Ataerkilliği temsil eden makine, kadını şekillendirme göreviyle donatılmıştır. Kadın-makine ikiliğinde kadın, tedavi edilmesi gereken zihin ve bedeni temsil eder. Makine ise sert ve baskıcı erkek rolünü üstlenmiştir. Öyküde yer alan bir başka zıtlık ise Afrika’nın çağrıştırdığı doğa ile makinenin modern dünyadaki yeridir.
Tezer Özlü
“Öğretmen anne babanın, Müslüman mahallerindeki dar evlerin, kilise okulunun Katolik havasının, düşüncelerimizle bağdaşmayan çılgın sayılacak rahibelerin davranışlarının, öteki öğretmenlerin, öğrenmenin, düşüncelerimize yön verecek bir akım olmayışının, kavranması istenen önümüzde bekleyen tüm yaşamın sıkıntısı var.”
Katı okul kurallarının aksine dışarıda kendisininkine hiç benzemeyen bir dünya vardır. Bu nedenle anlatıcı kendini sokaklara atmak ister. Oradaki canlılığı görür, dış dünyaya açılan kapının orada olduğunu görür. Gitme teması Tezer Özlü’nün tüm eserlerinde karşımıza çıkar. Çocukluğundan itibaren bir yerden uzaklaşmak, gitmek ister. Gitme isteği, aidiyetten uzaklaşmaya yol açar. Yazarın alıntısındaki durum, topluma ve dünyaya yabancılaşmayı anlatır.
Leyla Erbil
“Hastalığımın adı Langerhans. 1800’lerde bulunmuş çok nadir bir hastalık. Kadınlarda milyonda bir rastlanıyormuş; nedeni pek bilinmeyen bir hücre hastalığı. Ama ben nedenini biliyorum: Dünyaya gelmemle birlikte karşılaştığım ve ömrümce seyretmek zorunda bırakıldığım vahşet, haksızlıklar, insanlığın ödediği bedel, işte bu. Nasıl Baudelaire’i çıldırtan kapitalizmdir dedilerse de beni hasta eden de acı ve mutsuzluk.”

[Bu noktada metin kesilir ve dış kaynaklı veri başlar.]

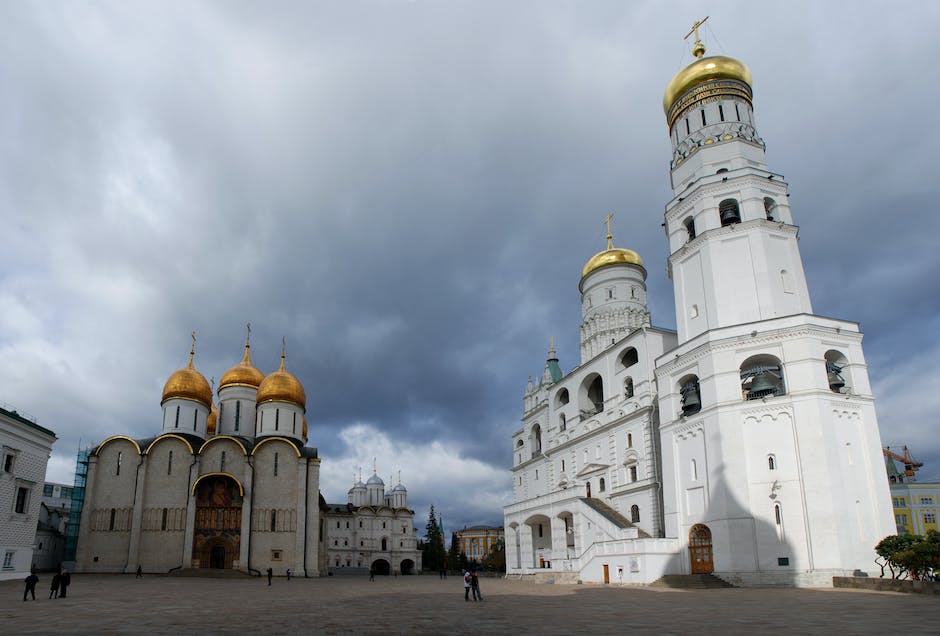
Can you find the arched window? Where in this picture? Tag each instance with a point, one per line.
(836, 371)
(629, 358)
(689, 224)
(769, 207)
(691, 396)
(628, 388)
(595, 396)
(729, 212)
(761, 377)
(778, 521)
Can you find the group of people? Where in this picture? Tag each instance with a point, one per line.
(59, 588)
(471, 584)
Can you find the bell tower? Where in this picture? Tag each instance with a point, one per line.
(766, 411)
(734, 256)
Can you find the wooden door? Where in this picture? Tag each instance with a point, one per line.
(700, 550)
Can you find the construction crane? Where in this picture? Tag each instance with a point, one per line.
(910, 466)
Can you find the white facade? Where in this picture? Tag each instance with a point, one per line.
(754, 426)
(24, 452)
(379, 536)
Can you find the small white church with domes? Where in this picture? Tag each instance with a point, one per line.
(744, 444)
(234, 488)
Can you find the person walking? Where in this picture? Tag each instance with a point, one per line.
(31, 582)
(54, 588)
(475, 587)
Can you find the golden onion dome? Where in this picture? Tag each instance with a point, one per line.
(703, 70)
(282, 386)
(611, 256)
(243, 373)
(212, 420)
(189, 384)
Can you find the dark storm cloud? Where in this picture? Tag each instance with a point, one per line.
(407, 192)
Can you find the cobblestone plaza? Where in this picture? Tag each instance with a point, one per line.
(425, 604)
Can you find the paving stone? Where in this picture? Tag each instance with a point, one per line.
(118, 604)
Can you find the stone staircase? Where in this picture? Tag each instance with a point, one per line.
(691, 582)
(611, 515)
(209, 573)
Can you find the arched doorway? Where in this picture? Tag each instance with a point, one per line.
(700, 549)
(217, 532)
(381, 566)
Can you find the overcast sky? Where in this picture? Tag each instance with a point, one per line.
(408, 190)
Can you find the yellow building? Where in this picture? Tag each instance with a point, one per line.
(916, 504)
(478, 541)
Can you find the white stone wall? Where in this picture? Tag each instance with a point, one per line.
(29, 446)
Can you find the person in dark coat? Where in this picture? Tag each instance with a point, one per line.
(475, 587)
(31, 582)
(54, 589)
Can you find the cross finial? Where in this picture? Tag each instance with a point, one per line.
(192, 349)
(698, 49)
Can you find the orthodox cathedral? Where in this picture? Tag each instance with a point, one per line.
(234, 487)
(745, 444)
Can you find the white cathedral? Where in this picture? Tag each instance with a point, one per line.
(235, 488)
(745, 444)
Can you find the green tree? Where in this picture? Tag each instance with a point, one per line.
(888, 549)
(433, 558)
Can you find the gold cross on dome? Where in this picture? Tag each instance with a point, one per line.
(698, 50)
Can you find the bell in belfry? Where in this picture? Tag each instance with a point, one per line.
(763, 384)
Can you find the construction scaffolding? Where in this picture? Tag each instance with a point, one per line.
(78, 500)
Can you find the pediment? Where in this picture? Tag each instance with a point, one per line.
(592, 468)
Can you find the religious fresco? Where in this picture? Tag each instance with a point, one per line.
(217, 536)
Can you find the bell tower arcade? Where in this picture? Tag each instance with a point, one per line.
(766, 411)
(733, 252)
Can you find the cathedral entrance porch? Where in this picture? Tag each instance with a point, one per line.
(700, 550)
(217, 532)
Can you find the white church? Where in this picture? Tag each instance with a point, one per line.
(745, 444)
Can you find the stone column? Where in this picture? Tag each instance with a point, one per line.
(133, 550)
(312, 558)
(525, 547)
(559, 549)
(300, 531)
(243, 551)
(187, 558)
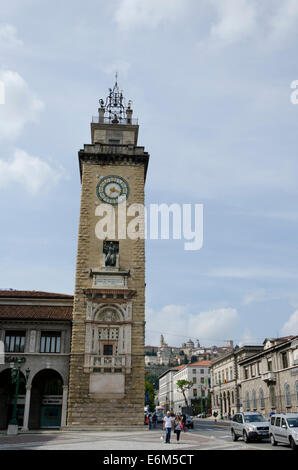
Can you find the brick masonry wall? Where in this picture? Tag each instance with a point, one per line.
(82, 409)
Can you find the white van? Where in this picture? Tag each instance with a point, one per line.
(284, 429)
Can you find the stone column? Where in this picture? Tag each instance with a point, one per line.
(64, 405)
(27, 408)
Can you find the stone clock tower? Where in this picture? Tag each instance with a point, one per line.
(106, 386)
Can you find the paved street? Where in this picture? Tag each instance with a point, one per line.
(206, 435)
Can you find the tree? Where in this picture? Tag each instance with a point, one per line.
(153, 379)
(182, 386)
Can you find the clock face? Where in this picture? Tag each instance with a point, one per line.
(110, 188)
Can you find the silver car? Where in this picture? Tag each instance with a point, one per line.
(250, 426)
(284, 429)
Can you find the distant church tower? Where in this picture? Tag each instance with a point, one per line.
(106, 384)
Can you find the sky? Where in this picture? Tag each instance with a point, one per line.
(210, 83)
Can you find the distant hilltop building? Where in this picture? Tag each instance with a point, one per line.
(164, 355)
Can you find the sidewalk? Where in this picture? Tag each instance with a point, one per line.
(212, 420)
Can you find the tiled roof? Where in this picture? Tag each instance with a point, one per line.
(200, 363)
(35, 312)
(32, 294)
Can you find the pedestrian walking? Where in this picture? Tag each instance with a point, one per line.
(167, 426)
(178, 426)
(184, 422)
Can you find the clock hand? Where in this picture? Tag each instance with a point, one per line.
(114, 190)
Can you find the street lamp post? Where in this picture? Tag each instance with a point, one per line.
(16, 379)
(220, 399)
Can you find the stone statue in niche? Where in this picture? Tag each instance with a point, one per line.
(109, 315)
(111, 250)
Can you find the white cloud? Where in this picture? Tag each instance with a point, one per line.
(291, 326)
(256, 295)
(8, 37)
(248, 339)
(21, 105)
(120, 66)
(252, 273)
(284, 20)
(236, 19)
(29, 172)
(177, 324)
(148, 13)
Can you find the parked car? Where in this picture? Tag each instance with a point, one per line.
(250, 426)
(284, 429)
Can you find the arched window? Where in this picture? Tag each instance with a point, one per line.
(288, 395)
(254, 400)
(247, 400)
(261, 396)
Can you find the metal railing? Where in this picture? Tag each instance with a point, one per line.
(111, 120)
(106, 361)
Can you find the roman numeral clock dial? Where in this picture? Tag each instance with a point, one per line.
(110, 188)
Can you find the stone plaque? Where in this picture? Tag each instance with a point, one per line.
(111, 281)
(107, 383)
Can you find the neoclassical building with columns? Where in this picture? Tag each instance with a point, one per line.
(35, 327)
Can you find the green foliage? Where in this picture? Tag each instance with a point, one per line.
(153, 379)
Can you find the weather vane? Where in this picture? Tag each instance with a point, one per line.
(115, 104)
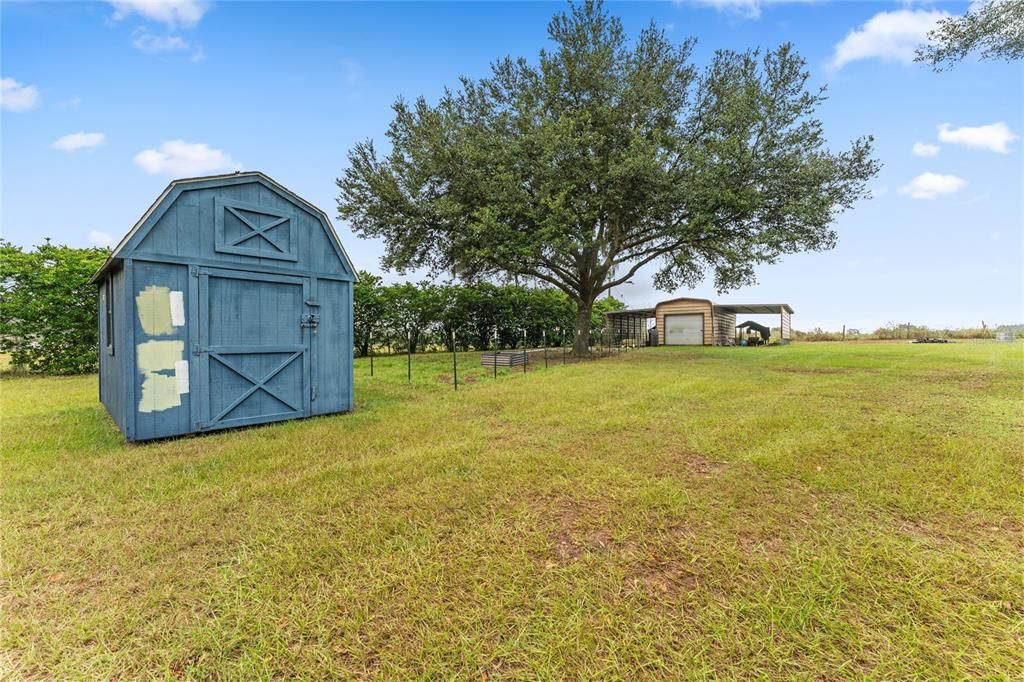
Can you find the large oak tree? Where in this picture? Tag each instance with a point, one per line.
(994, 30)
(605, 156)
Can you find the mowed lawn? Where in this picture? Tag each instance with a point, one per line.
(822, 511)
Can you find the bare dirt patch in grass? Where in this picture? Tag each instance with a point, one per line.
(574, 527)
(813, 370)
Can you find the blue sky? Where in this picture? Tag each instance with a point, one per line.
(103, 102)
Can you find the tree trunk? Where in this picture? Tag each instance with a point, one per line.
(581, 344)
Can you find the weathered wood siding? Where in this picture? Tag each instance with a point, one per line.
(685, 306)
(725, 328)
(333, 348)
(156, 353)
(235, 308)
(113, 359)
(786, 326)
(194, 230)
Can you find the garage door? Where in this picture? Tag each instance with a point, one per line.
(684, 330)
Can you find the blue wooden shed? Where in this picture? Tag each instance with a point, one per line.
(228, 303)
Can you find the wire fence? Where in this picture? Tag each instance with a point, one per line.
(442, 361)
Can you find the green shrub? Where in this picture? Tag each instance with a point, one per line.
(48, 309)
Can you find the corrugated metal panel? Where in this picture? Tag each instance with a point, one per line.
(684, 306)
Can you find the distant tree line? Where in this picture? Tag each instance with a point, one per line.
(423, 316)
(895, 332)
(48, 309)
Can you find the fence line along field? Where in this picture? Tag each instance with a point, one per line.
(815, 510)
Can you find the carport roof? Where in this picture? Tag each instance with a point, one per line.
(745, 308)
(633, 312)
(755, 308)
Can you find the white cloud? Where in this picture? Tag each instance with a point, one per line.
(81, 140)
(179, 158)
(994, 136)
(16, 96)
(930, 185)
(352, 71)
(174, 13)
(744, 8)
(890, 36)
(100, 239)
(153, 44)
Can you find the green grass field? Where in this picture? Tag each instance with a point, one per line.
(819, 511)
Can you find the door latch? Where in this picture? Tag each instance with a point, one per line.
(309, 320)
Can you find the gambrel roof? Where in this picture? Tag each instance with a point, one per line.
(174, 189)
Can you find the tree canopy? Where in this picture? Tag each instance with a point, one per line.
(605, 156)
(48, 310)
(994, 30)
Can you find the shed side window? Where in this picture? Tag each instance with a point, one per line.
(109, 312)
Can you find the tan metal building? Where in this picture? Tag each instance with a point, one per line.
(695, 322)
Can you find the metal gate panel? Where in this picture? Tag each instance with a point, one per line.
(253, 350)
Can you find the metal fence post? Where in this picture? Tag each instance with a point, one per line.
(525, 355)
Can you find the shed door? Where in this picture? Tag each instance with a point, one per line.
(253, 348)
(684, 330)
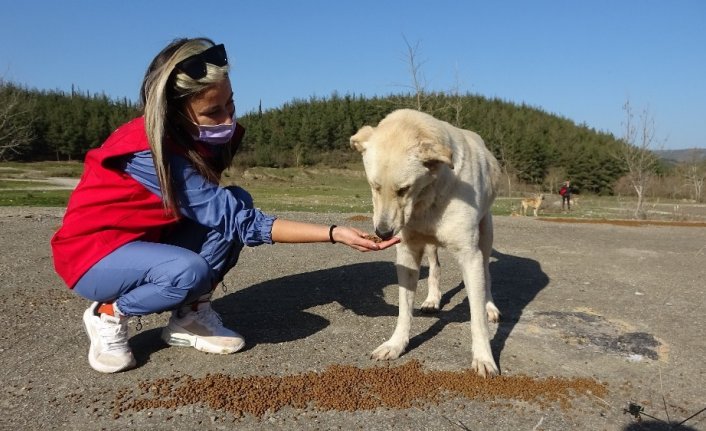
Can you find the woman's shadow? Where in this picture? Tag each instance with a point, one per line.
(275, 311)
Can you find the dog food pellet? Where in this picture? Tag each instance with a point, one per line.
(374, 238)
(347, 388)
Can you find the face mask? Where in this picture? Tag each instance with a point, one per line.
(216, 135)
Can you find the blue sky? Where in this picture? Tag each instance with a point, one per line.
(578, 59)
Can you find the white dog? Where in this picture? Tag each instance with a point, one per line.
(433, 185)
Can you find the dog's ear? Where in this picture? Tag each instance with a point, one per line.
(433, 153)
(360, 139)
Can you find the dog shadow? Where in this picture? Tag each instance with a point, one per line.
(275, 311)
(516, 281)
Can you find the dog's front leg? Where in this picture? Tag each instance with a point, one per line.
(474, 279)
(408, 261)
(433, 302)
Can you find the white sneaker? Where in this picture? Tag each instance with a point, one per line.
(198, 325)
(109, 351)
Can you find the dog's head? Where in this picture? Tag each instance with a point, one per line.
(402, 156)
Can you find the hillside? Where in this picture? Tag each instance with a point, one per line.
(683, 155)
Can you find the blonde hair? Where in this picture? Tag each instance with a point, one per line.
(164, 92)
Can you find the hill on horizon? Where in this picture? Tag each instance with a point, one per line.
(682, 155)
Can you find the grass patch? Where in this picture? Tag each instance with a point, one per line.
(328, 190)
(16, 184)
(34, 198)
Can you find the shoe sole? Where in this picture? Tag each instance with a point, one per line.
(176, 336)
(91, 357)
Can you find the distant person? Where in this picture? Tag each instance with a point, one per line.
(148, 228)
(565, 193)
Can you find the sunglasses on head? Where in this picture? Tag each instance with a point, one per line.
(195, 66)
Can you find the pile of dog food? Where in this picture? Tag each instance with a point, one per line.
(347, 388)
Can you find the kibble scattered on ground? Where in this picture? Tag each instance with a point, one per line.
(348, 388)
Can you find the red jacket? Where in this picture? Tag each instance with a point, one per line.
(108, 208)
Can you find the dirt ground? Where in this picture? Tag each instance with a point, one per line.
(619, 309)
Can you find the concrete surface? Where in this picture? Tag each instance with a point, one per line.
(622, 305)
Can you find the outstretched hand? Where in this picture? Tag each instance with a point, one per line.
(360, 240)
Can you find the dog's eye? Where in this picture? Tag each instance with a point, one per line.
(402, 191)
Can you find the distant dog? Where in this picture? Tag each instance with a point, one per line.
(433, 185)
(533, 203)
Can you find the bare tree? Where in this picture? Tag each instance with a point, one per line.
(15, 123)
(457, 101)
(636, 153)
(418, 82)
(694, 172)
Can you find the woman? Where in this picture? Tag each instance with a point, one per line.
(148, 229)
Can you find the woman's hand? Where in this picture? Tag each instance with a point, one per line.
(360, 240)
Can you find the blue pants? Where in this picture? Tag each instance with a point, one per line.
(147, 277)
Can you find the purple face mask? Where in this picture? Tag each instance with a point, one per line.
(216, 135)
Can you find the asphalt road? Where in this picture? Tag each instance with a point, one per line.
(621, 305)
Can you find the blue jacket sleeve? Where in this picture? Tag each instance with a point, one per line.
(228, 210)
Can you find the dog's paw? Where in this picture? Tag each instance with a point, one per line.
(387, 351)
(430, 307)
(485, 368)
(493, 312)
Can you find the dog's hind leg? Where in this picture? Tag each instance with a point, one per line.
(485, 243)
(408, 261)
(433, 301)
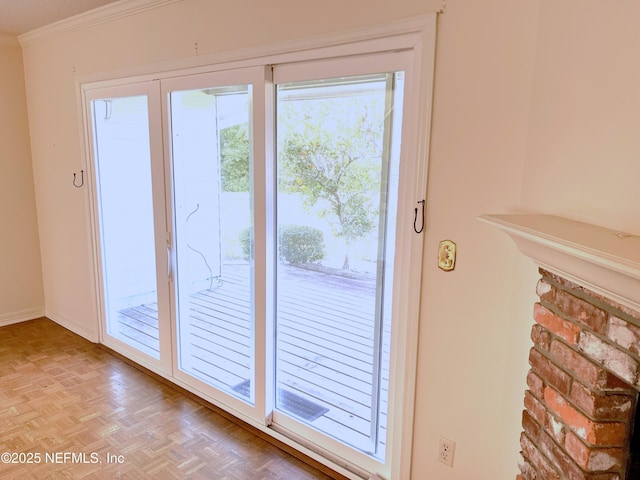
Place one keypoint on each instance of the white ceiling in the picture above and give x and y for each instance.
(21, 16)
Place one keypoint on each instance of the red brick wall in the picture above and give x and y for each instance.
(583, 385)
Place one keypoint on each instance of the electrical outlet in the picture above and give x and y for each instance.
(446, 450)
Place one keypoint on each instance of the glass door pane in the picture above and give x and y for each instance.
(337, 167)
(125, 204)
(213, 231)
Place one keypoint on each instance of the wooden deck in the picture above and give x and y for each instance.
(324, 367)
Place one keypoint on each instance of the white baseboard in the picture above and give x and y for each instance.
(73, 325)
(22, 316)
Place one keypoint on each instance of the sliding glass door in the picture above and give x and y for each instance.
(129, 201)
(248, 240)
(210, 152)
(338, 146)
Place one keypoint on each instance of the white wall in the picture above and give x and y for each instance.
(583, 156)
(535, 108)
(21, 292)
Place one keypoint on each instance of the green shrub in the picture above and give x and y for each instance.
(245, 242)
(299, 244)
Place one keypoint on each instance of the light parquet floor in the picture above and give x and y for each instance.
(60, 394)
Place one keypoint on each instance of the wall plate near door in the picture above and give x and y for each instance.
(447, 255)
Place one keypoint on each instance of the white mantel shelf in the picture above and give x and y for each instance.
(602, 260)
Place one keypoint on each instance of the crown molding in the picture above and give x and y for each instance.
(8, 40)
(602, 260)
(99, 15)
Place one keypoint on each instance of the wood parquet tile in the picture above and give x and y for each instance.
(77, 412)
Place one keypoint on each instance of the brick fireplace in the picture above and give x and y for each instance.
(580, 405)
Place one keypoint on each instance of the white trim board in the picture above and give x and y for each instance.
(21, 316)
(602, 260)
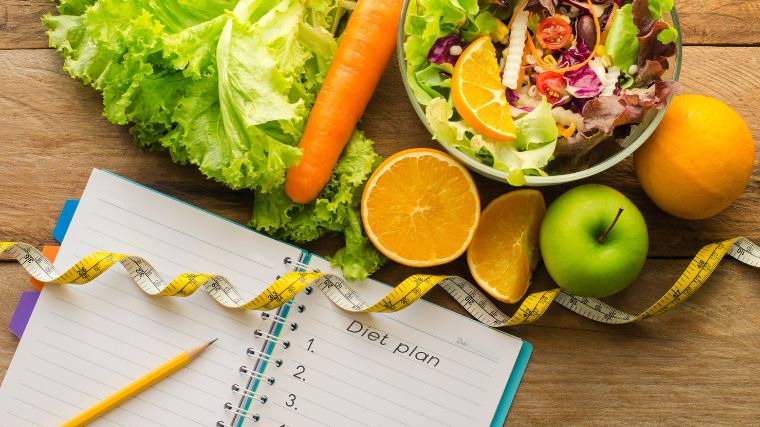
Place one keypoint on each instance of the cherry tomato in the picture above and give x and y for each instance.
(554, 33)
(552, 85)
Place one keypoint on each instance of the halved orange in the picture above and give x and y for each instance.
(420, 208)
(478, 94)
(504, 251)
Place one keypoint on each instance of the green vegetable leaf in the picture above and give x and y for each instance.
(622, 43)
(334, 210)
(224, 85)
(668, 35)
(660, 7)
(534, 132)
(536, 128)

Hastalığının sebeplerini toplumda ve ruhundaki yansımasında arayan Erbil’in yazarlığında da aynı yaklaşım vardır. Kendi iç dünyasıyla ilgilenen karakterleri konu aldığında, iç dünyanın toplumla olan ilişkisini her zaman ortaya koymuştur. Toplumun bilinçaltında bastırılan travmatik olaylar aniden metinde ortaya çıkar. Bazen gazete küpürü, bazen kopuk bir hatıra olarak karşımıza çıkar.
Aslı Erdoğan
“Mesela yazmak bir tanıklık mı? Dış dünyada şiddetin karşısında yazarın yaptığı tanıklık aslında bencilce bir eylem mi, yoksa öteki için yapılan bir eylem mi? Ötekine anlatmak kendi acından seni kurtarmak için mi, yoksa daha çok, kendi acınla yüzleşmek için mi?”
Aslı Erdoğan’ın eserlerinin temel bileşeni acı olduğu için, eserleri karamsar olarak nitelendirilir. Kitaplarında, iç ve dış dünya arasında çatışma ve etkileşim kurulmuştur. Dış dünyada yansıtılan şiddeti yazmak yerine beden üzerindeki izlerinden bahseder.
Duygularını, cesaretini, hayata olan bağlılığını yitiren kadın, bir noktada güçsüz düşmektedir. Kendini sadece ekonomik ve statü olarak güçlendirmeye çalışan kadın, bu şekilde gücünü yitirmeye başlar. Ne olduğunu unutan kadının, artık tek kurtarıcısı kendini yeniden tanımak ve yaşamaktır.
Kendin ol,
Duygularını hisset,
Düşüncelerini tanımla,
Fikirlerini harekete geçir,
Harekete geçirdiklerine odaklan,
Odaklan, harekete geç, düşün, hisset,
Kendin ol.
Unutma: Sorun Saçın Değil, Sorun Kadın!